Merchants haven't had much direct involvement so far in 3-D Secure 2.0’s development, but MAG is optimistic about prospects for merchants to work more closely with banks and the card networks, she said.

“There are definitely opportunities for improvement and the industry needs to seriously move forward with a collaborative and collective focus on adequate authentication practices and tools. However, the jury is still out on whether 3-DS will be the answer,” Townsend said.

The card networks are committed to 3-D Secure 2.0’s staged rollout beginning this year, after acknowledging a series of delays.

EMVCo., which is coordinating development of standards and testing, finally published the protocol’s specification in the fall of 2017, about one year after the initial draft. The new version reflects many revisions that took more time than expected.

That delay, in turn, pushed back the timeline on testing and certification, now set to begin in the second quarter of this year, according to the card networks.

Visa said its rules for 3-D Secure 2.0 will go into effect in April 2019, giving issuers and merchants time to test, refine and roll out their solutions.

Mastercard is working with issuers and merchants on adoption, saying its rules will go into effect in April 2018 to coincide with EMVCo's timetable.

American Express said it will update its strong authentication protocol to SafeKey 2.0 this spring, supporting biometric authentication methods like fingerprints and facial recognition.

Merchant interest in 3-D Secure 2.0 is stronger outside the U.S., according to Bahram Boutorabi, CEO and chief technology officer at GPayments, a Sydney, Australia-based technology firm that specializes in providing authentication solutions for banks and merchants.

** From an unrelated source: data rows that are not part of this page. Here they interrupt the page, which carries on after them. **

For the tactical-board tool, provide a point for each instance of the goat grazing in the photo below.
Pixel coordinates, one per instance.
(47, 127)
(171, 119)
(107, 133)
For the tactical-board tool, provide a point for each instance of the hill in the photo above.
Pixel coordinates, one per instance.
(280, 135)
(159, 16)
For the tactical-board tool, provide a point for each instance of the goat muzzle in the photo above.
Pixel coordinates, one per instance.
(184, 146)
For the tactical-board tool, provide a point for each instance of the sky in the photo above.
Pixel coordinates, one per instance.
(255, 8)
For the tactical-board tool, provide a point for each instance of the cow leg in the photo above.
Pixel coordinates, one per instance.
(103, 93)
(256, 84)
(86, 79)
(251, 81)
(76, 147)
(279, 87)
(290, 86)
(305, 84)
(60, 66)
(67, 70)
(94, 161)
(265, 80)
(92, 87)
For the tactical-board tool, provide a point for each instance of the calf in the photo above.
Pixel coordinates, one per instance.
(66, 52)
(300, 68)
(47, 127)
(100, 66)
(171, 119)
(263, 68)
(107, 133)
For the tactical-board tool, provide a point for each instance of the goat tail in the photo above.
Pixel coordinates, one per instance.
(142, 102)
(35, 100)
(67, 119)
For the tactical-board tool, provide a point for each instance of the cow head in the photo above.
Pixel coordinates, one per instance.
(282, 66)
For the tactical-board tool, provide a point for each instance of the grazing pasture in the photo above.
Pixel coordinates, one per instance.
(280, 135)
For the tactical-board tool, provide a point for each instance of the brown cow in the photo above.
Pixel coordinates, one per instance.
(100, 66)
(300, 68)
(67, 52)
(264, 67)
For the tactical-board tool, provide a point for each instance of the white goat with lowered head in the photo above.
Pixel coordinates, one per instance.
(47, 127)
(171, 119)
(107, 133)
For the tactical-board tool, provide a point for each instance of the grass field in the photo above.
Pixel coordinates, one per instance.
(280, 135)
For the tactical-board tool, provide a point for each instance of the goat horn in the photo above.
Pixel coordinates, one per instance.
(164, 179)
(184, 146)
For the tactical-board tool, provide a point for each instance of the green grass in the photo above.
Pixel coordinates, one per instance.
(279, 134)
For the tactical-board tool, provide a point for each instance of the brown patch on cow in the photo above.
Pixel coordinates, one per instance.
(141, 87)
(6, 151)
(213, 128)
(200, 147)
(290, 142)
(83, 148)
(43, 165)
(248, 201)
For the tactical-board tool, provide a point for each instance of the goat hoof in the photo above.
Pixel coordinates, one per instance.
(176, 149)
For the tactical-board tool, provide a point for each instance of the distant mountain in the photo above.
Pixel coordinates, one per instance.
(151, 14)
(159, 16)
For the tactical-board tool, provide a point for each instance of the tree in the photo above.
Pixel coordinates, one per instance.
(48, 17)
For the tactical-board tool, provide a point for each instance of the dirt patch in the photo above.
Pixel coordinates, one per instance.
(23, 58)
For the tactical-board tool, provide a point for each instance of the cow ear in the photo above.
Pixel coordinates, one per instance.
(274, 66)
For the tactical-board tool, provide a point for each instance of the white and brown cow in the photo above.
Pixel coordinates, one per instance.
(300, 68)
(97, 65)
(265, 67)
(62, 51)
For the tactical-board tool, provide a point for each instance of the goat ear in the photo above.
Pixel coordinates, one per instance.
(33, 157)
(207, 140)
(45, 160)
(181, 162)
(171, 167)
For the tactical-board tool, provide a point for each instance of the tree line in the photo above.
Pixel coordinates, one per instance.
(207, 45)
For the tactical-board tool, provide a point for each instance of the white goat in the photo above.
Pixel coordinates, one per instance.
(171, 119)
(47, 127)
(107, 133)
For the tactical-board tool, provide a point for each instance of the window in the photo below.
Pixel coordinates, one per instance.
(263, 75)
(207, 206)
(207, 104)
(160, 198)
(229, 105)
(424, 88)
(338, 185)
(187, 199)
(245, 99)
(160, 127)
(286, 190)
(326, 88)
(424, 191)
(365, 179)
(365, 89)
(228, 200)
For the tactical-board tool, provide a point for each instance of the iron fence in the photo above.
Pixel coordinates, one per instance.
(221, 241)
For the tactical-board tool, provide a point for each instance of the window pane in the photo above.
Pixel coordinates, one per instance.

One of the founding committee members for the original version of 3-D Secure, Boutorabi has also contributed to development of the modern standard, which he says has significantly more appeal to merchants than the original version.

“The main incentive for merchants in adopting the new protocol would be serious reduction in customer friction as a result of having a challenge-free flow built in … with most authentication activity invisible to the consumer," he said. "I believe the uptake of 3-DS2 will depend greatly on the involvement of issuers, which are in turn being pushed to adopt the protocol by card brands such as Mastercard who are setting aggressive adoption dates for liability shifts."